Shares in i3 Energy dropped this morning after the North Sea oil and gas explorer revealed plans for a secondary listing.
The firm is trying to raise funds for an appraisal drilling on its licences in the outer Moray Firth in summer.
It did not specify which stock exchange would be chosen, but plans to list by April 30.
The firm is already listed on the London Stock Exchange, where its share dipped 8.59% to 9.05p in early trading.
Based in Westhill, near Aberdeen, i3 also announced it had contracted Fugro for a site survey on its Serenity and Liberator West structures.
Work started late last month and will finish this month.
The survey will cover acreage omitted in last year’s site survey, making sure all potential drilling locations “remain targetable” for the drilling campaign, which remains subject to funding being secured.

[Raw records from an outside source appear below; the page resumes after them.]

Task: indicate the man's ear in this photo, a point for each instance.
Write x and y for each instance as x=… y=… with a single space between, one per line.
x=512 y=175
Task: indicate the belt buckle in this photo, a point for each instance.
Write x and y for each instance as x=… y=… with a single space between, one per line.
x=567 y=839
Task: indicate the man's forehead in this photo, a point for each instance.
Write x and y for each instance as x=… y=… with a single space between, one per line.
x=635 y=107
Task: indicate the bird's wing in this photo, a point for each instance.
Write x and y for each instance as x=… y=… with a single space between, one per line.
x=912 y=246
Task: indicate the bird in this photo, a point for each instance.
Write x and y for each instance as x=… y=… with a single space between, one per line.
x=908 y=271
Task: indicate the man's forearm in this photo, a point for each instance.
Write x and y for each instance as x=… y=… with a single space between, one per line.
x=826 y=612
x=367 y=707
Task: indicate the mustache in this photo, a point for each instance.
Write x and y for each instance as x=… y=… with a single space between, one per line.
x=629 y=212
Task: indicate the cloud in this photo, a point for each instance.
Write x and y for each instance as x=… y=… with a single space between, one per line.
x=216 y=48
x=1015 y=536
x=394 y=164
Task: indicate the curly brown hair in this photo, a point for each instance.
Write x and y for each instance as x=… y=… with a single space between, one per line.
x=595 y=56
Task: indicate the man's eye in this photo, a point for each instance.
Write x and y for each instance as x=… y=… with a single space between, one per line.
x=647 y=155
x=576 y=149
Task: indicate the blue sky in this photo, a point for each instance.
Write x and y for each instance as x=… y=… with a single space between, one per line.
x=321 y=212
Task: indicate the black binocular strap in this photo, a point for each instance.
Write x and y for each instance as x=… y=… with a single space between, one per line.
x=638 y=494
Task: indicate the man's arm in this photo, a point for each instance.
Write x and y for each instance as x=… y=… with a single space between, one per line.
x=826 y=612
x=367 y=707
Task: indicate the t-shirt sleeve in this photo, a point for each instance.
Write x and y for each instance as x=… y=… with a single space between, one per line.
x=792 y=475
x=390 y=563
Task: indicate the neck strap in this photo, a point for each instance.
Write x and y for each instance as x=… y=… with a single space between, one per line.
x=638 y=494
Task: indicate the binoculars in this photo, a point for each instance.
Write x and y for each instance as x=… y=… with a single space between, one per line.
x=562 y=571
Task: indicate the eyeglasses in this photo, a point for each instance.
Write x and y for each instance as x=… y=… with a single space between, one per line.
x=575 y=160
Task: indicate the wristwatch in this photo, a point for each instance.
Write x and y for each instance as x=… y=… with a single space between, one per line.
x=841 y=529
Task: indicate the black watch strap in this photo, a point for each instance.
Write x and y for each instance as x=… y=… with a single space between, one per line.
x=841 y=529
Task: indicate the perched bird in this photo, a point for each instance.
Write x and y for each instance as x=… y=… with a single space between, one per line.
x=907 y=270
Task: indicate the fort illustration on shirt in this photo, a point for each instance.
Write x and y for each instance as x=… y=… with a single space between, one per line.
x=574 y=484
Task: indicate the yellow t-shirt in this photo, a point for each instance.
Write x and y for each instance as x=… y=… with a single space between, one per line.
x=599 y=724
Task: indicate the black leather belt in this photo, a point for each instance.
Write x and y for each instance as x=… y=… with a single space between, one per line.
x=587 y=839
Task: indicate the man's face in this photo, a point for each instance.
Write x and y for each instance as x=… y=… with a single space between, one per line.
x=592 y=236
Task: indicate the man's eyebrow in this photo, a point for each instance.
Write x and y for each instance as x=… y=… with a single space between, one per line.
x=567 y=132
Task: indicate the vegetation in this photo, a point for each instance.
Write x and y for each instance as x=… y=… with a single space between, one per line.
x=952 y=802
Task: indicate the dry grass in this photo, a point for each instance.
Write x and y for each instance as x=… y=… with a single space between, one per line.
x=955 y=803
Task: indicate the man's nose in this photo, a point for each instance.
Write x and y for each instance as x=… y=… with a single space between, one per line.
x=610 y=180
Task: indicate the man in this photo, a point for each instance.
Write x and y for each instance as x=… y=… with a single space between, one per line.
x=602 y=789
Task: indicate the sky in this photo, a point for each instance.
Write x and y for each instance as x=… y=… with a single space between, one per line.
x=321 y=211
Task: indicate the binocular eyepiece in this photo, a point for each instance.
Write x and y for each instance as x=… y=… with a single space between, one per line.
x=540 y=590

Two wells drilled on Liberator last year did not meet i3’s expectations, but the latter showed potential in Minos High, or Liberator West, to the west of the licence area.
The company said last month that the entire Liberator structure could have about 400 million barrels of oil in place.
But i3 has higher hopes for nearby Serenity discovery, thought to contain 200m barrels.
I3 thinks Serenity is connected to the nearby Tain oilfield, which Repsol Sinopec Resources UK is assessing as a development option.
Majid Shafiq, chief executive of i3 Energy, said: “The team is very much looking forward to conducting a high-impact drilling campaign starting in late summer, and the ongoing site survey being conducted by Fugro will ensure we have the data required to appraise anywhere within the mapped extents of Serenity or Liberator.”